Me toqué uno de los costados lastimados y di un respingo. Tenía la sensación de que con cada día que pasaba los golpes de Iker se hacían más fuertes. Seguramente era por todo lo que su tía le exija, últimamente había estado golpeándome más de lo normal.
— ¡Gol! —Chillaron las chicas saltando de sus sillas y aplaudiendo como focas de circo. —¡Gol!
¿Por qué tenía que estar la biblioteca cerrada? La señora Foster, encargada de esa sección de la mansión, me había dicho que Madame había mandado a reparar unas estanterías y que era muy peligroso estar adentro. No es por nada, pero yo prefería que me cayera un libro encima a tener que convivir con esas personas.

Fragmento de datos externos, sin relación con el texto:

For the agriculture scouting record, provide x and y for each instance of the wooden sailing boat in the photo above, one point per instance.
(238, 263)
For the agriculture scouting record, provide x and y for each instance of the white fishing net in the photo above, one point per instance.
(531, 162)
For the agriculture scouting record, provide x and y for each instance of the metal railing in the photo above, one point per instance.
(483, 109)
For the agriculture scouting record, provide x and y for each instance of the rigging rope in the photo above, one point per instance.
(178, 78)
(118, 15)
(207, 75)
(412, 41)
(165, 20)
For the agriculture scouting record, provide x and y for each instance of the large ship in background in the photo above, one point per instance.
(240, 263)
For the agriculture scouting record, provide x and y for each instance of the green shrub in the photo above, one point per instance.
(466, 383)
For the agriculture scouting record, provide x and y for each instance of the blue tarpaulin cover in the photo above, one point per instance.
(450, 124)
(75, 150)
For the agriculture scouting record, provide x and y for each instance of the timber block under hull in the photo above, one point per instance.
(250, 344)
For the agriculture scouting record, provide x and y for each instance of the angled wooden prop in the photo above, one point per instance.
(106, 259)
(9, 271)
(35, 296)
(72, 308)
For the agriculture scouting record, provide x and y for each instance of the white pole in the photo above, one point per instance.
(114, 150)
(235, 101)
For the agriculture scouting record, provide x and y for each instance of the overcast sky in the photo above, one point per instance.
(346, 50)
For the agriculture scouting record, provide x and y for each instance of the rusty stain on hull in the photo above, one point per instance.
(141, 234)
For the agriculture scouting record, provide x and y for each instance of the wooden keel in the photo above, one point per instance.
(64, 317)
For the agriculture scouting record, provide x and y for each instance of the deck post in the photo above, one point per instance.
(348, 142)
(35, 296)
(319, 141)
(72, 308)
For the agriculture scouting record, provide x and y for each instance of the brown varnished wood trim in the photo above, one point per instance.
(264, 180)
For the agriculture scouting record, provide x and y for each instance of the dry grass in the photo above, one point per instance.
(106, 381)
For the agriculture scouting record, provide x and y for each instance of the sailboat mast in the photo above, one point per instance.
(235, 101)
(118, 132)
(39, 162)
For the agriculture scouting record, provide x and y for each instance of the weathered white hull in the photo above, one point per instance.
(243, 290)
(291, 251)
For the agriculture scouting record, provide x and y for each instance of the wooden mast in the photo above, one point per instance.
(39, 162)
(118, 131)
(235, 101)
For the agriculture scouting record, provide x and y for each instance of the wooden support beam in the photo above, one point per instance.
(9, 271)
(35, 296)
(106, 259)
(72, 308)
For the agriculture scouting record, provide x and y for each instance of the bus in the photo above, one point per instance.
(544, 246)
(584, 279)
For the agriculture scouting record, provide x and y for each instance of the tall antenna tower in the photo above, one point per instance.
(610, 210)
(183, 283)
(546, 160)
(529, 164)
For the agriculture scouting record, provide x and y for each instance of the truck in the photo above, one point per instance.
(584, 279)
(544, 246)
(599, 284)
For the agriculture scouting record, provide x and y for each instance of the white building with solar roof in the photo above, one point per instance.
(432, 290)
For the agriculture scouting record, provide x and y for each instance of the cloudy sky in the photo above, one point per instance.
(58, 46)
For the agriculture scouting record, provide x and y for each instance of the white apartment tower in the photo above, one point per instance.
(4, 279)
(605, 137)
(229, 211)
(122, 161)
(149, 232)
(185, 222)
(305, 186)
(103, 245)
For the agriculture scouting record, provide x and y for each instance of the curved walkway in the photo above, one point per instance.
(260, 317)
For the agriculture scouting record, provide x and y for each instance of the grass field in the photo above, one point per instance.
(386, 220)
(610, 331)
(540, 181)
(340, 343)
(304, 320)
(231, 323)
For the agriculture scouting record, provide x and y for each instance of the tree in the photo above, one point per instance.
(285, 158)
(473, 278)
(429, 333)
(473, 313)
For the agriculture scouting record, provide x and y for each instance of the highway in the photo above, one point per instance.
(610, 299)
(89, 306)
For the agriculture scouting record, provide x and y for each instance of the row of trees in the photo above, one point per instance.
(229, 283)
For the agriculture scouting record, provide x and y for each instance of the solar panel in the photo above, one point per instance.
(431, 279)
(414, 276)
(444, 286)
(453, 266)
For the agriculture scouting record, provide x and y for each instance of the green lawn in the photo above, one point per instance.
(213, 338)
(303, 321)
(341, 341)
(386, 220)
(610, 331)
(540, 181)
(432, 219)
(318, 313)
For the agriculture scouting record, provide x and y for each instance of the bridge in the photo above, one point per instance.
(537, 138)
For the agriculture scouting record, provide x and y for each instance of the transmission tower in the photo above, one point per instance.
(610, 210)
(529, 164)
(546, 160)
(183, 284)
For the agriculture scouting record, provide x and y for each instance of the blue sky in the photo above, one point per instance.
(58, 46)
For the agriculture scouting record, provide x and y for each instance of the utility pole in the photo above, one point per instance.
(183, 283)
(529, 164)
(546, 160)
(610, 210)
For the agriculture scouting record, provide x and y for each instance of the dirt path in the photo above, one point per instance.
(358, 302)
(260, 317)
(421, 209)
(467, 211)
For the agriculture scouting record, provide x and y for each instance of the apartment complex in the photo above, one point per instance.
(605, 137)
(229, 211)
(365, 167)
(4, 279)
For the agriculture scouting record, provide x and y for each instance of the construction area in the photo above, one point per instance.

Claro, si estar al otro lado del jardín se le puede considerar convivencia.
A Madame So no le gustaba que después de clases nos encerráramos en nuestras habitaciones. Decía que teníamos que hacer algo productivo para evitar convertirnos en unos ermitaños, y aunque la mayor parte de mis reglas y privilegios eran distintos a la de Iker y Elisa, esa era una orden que también aplicaba para mí.
Tal vez podría ir a la cocina y pedir algo para comer, o quizás sentarme en una de las salas y ver televisión, mis opciones eran algo limitadas con las manos vendadas. La institutriz Gates se había excedido un poco con los golpes, pero lo bueno era que esa había sido nuestra última clase y ya no tendría que volver a verla.
Suspiré y me levanté de la banca con el libro de Tchaikovsky en las manos. Sonreí al leer el nombre del apuesto señor Taylor en una de las páginas de la novela. Taylor Dupois era el tipo más encantador que jamás había leído en mi vida. Él si era todo un caballero, no como estos monos con los que me tocaba tratar.
Pensaba en esto cuando de repente, el libro salió disparado de mis manos y un golpe en seco dio con mi barbilla.
Escuché las risas de Elisa y sus amigas desde el otro lado del jardín, y por un instante quise que la tierra me tragara. Que despreciara a estas personas no significaba que no me importara lo que pensaban sobre mí; en realidad, creo que les daba más importancia de la que merecían. Tal vez sea algo de la adolescencia, querer encajar en un grupo por más contradictorio que esto sea.